Hadoop is a framework based on a solution from Google to store and process large data. Hadoop uses the MapReduce algorithm to process input data in parallel. In short, Hadoop is used to develop applications that can perform complete statistical analysis on bulk data.
See more: Mapreduce programming model for Bigdata
Hadoop architecture
Hadoop consists of 2 main layers:
Processing and computing layer (MapReduce): MapReduce is a parallel programming model for processing large data on a cluster of commercial computers (commodity hardware).
Storage Layer (HDFS): HDFS provides a distributed storage solution that is also designed to run on commercial computers.
In addition to the two components mentioned above, the Hadoop framework also includes the following two modules:
Hadoop Common: libraries and utilities written in Java language
Hadoop Yarn: scheduling and managing resources
How does Hadoop work?
Hadoop solves the problem that if you or your company cannot afford to build super powerful servers, we can combine many commercial computers to create a cluster of machines capable of processing. a large amount of data. Machines in the cluster can read and process data in parallel to bring high efficiency. You can run code on a cluster of computers, this process goes through the following flow:
Data is divided into folders and files. Each file is contained in a block with a predetermined fixed size (default is 128MB).
These files are distributed across different nodes and clusters
HDFS sits on top of the local file system, monitoring the process
Blocks are saved in copies to prevent errors occurring on the hardware
Check if the code is executed successfully
Performing the Sort step takes place between Map and Reduce
Send data to certain machines to perform the next steps
Write a log for each completed job
Advantages of Hadoop
Hadoop allows users to write and test quickly on distributed systems. Hadoop efficiently and automatically distributes data and work across multiple machines in the same cluster.
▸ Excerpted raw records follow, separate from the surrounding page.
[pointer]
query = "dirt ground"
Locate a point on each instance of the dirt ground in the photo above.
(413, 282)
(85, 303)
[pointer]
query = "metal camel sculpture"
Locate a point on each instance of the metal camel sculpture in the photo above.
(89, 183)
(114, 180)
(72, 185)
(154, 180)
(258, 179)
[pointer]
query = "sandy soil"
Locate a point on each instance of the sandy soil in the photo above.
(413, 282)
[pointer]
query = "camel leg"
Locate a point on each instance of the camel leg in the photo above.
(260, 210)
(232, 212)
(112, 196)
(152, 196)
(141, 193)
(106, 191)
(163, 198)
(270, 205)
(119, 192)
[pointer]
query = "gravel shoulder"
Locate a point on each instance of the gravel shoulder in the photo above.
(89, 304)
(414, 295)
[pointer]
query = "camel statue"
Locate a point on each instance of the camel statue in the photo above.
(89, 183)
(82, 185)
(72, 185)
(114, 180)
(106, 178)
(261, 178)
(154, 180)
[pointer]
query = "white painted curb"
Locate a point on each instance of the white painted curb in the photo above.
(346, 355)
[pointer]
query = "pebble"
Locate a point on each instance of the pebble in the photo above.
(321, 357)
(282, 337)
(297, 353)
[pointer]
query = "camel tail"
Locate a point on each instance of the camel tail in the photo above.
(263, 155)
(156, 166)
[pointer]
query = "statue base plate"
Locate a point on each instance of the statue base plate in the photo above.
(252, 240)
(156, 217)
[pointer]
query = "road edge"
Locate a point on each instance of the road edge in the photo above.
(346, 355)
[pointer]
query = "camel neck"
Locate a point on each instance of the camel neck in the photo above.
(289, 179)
Hadoop does not require the hardware of the machines in the cluster, any computer can be part of the Hadoop cluster. Hadoop will assign reasonable work to each machine in accordance with the capabilities of each machine.
Hadoop provides a system with high fault tolerance and availability. Instead, the Hadoop library has been designed to handle errors from the application layer.
Clusters can be added or removed within the cluster without affecting running processes
Another big advantage of Hadoop is that in addition to being open source, it is compatible across all platforms as it is based on Java.